2026-02-26 21:01:39 +00:00

3.9 KiB

Bolt's Journal

This journal is for CRITICAL, non-routine performance learnings ONLY.

  • Codebase-specific bottlenecks
  • Failed optimizations (and why)
  • Surprising performance patterns
  • Rejected changes with valuable lessons

2024-07-25 - MQL5 Native Functions vs. Scripted Loops

Learning: My assumption that a manual MQL5 loop over a pre-cached array would be faster than built-in functions like iHighest() and iLowest() was incorrect. The code review pointed out that MQL5's native, built-in functions are implemented in highly optimized C++ and are significantly faster than loops executed in the MQL5 scripting layer. The original comment stating this was correct. Action: Always prefer using MQL5's built-in, native functions for calculations like finding highs/lows over manual loops, even if the data is already in a local array. The performance gain from the native implementation outweighs the overhead of the function call.

2026-01-23 - Python File System Checks

Learning: Checking for file existence (os.path.exists) before getting metadata (os.path.getmtime) introduces a redundant syscall. os.stat() provides both pieces of information in a single syscall and uses the EAFP (Easier to Ask for Forgiveness than Permission) pattern, which is more Pythonic and slightly faster, especially in high-frequency loops or handlers. Action: Use os.stat() when both existence and metadata are needed, wrapping it in a try...except OSError block.

2026-01-26 - yfinance Bulk Download

Learning: yfinance Ticker.history in a loop is significantly slower than yf.download with a list of tickers due to sequential HTTP requests. yf.download with group_by='ticker' provides a consistent MultiIndex structure even for single tickers, simplifying bulk processing. Action: Always prefer yf.download(tickers) over iterating yf.Ticker(t) when fetching data for multiple symbols.

2026-02-09 - Git Command Performance

Learning: git for-each-ref is a powerful tool for batch data retrieval, but without filtering, it processes all refs, including thousands of stale merged branches in older repositories. Calculating ahead-behind counts for these stale branches is O(N) where N is total branches, which can be significantly slower than O(M) where M is active branches. Action: Always filter git for-each-ref with --no-merged (or --merged depending on use case) when only interested in a subset of branches, especially when expensive formatting options like ahead-behind are used.
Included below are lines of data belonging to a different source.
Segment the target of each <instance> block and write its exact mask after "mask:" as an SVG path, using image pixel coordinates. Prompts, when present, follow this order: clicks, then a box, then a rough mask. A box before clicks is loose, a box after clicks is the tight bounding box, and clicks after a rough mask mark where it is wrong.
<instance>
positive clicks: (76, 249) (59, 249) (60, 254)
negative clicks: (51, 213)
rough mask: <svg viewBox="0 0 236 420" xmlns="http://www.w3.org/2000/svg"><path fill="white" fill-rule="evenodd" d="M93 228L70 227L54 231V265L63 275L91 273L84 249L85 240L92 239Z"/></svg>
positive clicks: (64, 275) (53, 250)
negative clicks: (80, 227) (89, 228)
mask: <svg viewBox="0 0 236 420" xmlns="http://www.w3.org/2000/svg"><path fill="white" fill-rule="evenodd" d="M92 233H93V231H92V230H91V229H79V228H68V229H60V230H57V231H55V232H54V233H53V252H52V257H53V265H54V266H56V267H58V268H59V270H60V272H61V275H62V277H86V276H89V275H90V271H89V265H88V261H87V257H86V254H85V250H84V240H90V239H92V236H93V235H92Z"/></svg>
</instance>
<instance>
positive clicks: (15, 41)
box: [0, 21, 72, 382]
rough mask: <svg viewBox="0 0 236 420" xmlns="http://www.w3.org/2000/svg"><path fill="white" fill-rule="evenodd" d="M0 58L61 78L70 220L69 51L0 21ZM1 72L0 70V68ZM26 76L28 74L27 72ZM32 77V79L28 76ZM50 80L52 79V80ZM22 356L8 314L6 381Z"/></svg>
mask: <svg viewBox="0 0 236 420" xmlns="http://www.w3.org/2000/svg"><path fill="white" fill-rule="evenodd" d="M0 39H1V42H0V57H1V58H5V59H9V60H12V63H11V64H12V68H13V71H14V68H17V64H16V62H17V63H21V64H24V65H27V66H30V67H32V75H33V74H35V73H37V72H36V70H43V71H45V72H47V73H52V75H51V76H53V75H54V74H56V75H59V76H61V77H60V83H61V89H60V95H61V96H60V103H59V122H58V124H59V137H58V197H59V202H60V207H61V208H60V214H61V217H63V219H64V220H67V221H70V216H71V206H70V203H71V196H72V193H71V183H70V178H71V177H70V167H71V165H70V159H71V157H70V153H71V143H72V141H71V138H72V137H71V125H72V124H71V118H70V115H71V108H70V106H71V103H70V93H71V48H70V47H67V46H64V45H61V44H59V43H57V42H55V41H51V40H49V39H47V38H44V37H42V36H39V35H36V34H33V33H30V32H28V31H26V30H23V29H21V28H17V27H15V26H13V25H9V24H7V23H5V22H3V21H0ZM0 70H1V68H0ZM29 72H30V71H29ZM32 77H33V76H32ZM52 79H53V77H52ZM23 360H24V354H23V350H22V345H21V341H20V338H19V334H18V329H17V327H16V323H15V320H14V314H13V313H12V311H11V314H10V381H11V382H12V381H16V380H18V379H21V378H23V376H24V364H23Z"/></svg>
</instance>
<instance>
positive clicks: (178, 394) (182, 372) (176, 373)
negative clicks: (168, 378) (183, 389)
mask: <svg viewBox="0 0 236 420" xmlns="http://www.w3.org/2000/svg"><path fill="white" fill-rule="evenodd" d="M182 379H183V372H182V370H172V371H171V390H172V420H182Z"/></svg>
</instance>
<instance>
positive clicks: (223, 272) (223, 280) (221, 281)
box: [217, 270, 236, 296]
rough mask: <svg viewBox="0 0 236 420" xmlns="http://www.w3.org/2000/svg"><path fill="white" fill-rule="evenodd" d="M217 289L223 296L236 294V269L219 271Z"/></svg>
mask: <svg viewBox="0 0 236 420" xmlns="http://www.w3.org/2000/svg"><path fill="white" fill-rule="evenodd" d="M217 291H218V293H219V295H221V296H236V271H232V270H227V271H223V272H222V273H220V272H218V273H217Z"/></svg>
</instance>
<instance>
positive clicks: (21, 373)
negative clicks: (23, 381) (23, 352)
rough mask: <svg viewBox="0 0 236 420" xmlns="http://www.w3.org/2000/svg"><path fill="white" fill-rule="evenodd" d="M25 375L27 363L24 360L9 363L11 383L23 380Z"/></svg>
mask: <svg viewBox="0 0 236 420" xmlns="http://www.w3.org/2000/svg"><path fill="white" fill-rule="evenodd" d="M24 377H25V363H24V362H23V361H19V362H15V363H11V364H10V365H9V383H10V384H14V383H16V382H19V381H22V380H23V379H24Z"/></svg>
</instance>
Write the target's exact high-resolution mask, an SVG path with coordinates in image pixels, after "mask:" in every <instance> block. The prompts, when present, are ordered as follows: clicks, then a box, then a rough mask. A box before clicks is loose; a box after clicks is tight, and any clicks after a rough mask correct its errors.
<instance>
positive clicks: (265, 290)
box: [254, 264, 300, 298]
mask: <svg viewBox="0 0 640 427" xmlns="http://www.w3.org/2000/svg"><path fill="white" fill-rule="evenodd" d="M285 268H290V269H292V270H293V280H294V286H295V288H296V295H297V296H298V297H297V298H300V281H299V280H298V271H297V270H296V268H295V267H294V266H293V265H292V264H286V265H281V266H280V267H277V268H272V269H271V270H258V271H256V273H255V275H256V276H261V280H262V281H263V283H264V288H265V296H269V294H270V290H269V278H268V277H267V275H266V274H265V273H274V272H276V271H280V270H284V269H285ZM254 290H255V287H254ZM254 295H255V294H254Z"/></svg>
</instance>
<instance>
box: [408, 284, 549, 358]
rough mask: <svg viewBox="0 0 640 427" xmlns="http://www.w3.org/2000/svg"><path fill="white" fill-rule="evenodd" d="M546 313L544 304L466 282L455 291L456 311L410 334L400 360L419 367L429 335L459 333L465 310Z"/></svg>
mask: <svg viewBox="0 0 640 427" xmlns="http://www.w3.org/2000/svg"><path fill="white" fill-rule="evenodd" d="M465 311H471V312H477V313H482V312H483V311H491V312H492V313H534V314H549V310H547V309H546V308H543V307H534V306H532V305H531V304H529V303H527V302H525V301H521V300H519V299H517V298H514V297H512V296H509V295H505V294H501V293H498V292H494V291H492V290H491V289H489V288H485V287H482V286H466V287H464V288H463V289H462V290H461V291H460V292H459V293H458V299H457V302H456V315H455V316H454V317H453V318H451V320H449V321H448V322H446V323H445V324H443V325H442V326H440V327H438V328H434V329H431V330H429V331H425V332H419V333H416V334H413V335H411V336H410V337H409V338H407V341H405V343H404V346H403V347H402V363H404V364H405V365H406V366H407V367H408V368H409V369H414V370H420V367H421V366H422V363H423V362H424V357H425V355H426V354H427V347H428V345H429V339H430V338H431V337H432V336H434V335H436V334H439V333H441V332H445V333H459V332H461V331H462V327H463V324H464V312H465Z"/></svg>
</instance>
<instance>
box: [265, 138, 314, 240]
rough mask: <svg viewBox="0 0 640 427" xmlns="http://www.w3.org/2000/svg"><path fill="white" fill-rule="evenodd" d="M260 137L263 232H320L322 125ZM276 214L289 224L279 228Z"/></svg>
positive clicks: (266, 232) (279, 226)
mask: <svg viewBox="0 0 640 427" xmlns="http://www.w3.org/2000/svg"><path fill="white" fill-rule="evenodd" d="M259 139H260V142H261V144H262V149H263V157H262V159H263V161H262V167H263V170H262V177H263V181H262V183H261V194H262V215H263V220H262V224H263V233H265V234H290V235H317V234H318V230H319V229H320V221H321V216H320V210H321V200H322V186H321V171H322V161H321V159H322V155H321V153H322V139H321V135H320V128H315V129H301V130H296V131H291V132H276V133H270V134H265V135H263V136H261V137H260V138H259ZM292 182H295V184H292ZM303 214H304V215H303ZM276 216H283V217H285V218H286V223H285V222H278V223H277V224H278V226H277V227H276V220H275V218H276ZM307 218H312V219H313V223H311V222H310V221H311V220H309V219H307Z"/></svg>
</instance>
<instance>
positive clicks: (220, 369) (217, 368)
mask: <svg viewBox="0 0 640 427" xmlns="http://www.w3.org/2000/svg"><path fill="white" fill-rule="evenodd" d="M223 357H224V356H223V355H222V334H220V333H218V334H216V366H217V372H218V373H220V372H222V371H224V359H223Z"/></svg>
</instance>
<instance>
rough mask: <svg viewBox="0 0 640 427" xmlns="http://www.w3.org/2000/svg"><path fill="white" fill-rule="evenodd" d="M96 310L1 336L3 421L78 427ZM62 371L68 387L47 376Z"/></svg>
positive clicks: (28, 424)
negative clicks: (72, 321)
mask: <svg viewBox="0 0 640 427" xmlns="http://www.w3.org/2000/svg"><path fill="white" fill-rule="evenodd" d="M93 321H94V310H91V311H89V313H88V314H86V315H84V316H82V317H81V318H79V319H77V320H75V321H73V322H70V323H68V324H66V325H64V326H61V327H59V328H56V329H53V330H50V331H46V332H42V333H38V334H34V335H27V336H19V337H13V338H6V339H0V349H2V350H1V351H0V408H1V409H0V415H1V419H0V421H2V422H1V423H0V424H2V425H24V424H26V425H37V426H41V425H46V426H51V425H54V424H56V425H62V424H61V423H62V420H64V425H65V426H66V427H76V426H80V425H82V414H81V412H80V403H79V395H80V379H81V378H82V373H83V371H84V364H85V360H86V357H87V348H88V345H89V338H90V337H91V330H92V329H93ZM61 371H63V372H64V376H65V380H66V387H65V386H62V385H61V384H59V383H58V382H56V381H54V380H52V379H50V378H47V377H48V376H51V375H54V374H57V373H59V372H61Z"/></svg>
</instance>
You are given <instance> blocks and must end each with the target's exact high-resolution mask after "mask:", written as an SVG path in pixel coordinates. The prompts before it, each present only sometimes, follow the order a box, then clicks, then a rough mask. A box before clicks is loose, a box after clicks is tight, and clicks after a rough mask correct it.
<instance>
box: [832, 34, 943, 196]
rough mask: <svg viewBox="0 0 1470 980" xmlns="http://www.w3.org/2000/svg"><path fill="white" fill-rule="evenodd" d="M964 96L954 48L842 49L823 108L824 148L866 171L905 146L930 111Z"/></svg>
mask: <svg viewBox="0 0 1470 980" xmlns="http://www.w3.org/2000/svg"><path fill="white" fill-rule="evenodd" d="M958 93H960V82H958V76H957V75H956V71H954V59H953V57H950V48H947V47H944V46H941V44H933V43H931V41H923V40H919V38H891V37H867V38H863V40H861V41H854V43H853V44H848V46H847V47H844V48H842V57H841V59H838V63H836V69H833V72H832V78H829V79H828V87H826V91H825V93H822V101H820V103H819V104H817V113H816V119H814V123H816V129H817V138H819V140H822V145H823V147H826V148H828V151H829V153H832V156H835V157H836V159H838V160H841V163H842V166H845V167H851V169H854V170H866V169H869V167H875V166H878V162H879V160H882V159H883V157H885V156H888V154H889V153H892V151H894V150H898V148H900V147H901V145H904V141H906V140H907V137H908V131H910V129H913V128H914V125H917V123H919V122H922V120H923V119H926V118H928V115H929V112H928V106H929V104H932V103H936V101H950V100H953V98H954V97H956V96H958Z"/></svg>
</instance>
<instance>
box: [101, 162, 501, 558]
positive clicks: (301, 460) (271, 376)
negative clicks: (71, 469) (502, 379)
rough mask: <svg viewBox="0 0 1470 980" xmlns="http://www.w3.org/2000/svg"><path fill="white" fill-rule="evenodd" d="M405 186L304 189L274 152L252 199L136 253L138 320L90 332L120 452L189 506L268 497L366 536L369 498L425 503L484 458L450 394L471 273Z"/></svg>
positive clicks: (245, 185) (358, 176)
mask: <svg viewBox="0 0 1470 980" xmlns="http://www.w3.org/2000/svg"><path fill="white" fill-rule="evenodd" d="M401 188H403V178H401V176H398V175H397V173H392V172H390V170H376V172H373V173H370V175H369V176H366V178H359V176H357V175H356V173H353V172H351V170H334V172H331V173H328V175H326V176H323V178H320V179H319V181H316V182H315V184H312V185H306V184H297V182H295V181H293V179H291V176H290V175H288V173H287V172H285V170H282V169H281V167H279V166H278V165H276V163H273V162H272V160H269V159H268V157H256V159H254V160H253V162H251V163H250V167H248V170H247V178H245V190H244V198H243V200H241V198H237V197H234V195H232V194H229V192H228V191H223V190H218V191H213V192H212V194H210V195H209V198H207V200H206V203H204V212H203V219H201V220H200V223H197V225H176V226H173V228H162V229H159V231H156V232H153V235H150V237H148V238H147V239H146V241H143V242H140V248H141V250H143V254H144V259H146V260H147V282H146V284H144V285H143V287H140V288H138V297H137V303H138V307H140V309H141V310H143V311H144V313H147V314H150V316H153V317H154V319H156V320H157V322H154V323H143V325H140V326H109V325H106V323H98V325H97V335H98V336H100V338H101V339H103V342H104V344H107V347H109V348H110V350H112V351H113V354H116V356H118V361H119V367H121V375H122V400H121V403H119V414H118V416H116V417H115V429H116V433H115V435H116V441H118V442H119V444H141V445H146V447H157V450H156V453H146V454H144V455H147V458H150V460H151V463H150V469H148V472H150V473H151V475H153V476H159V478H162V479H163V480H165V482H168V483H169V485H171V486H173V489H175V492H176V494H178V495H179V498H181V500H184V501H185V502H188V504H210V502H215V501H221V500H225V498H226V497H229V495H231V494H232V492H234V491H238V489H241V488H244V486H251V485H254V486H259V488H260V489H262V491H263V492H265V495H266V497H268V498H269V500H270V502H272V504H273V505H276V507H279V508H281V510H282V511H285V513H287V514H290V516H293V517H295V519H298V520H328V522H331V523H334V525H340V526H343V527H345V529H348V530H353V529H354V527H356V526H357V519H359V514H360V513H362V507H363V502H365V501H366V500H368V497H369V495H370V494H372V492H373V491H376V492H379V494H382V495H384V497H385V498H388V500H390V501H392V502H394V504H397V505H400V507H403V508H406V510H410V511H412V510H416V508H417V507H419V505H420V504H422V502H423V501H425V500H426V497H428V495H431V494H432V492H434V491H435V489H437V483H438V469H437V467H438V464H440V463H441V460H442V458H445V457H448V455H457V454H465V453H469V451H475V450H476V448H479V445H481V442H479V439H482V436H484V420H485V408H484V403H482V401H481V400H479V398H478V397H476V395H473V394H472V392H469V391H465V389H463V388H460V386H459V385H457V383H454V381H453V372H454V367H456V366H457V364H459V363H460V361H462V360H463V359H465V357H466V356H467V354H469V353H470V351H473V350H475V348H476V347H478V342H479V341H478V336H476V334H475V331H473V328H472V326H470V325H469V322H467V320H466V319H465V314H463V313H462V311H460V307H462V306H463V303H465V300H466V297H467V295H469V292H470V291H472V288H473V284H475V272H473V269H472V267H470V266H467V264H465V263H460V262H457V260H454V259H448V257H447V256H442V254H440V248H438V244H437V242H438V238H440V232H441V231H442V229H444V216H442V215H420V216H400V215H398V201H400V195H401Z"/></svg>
2026-02-14 - Markdown Parser Reuse

Learning: markdown.markdown() is a convenience function that re-initializes the Markdown parser class on every call. In high-frequency or repetitive rendering scenarios (like a dashboard), this adds significant overhead (~10% in this case). Reusing a markdown.Markdown instance via threading.local() (for thread safety in WSGI apps) eliminates this initialization cost. Action: When using markdown library in a web server or loop, instantiate markdown.Markdown once per thread/process and reuse it with .reset() instead of calling the top-level markdown.markdown() shortcut.

2026-02-15 - Repository-Wide File Scanning

Learning: For repository-wide file traversal in Python, os.walk() is consistently faster than Path.rglob("*") as it avoids the overhead of instantiating Path objects for every filesystem entry. Furthermore, modifying the dirs list in-place during os.walk() is the most efficient way to skip large or irrelevant directories (like .git or node_modules). For pattern matching (like secret scanning) across many lines, combining multiple regexes into a single pattern with named groups (?P<name>pattern) allows for single-pass scanning per line, further reducing CPU cycles. Action: Use os.walk() with in-place dirs modification for repo-wide traversal. Combine multiple regex patterns into a single named-group regex for efficient multi-pattern matching.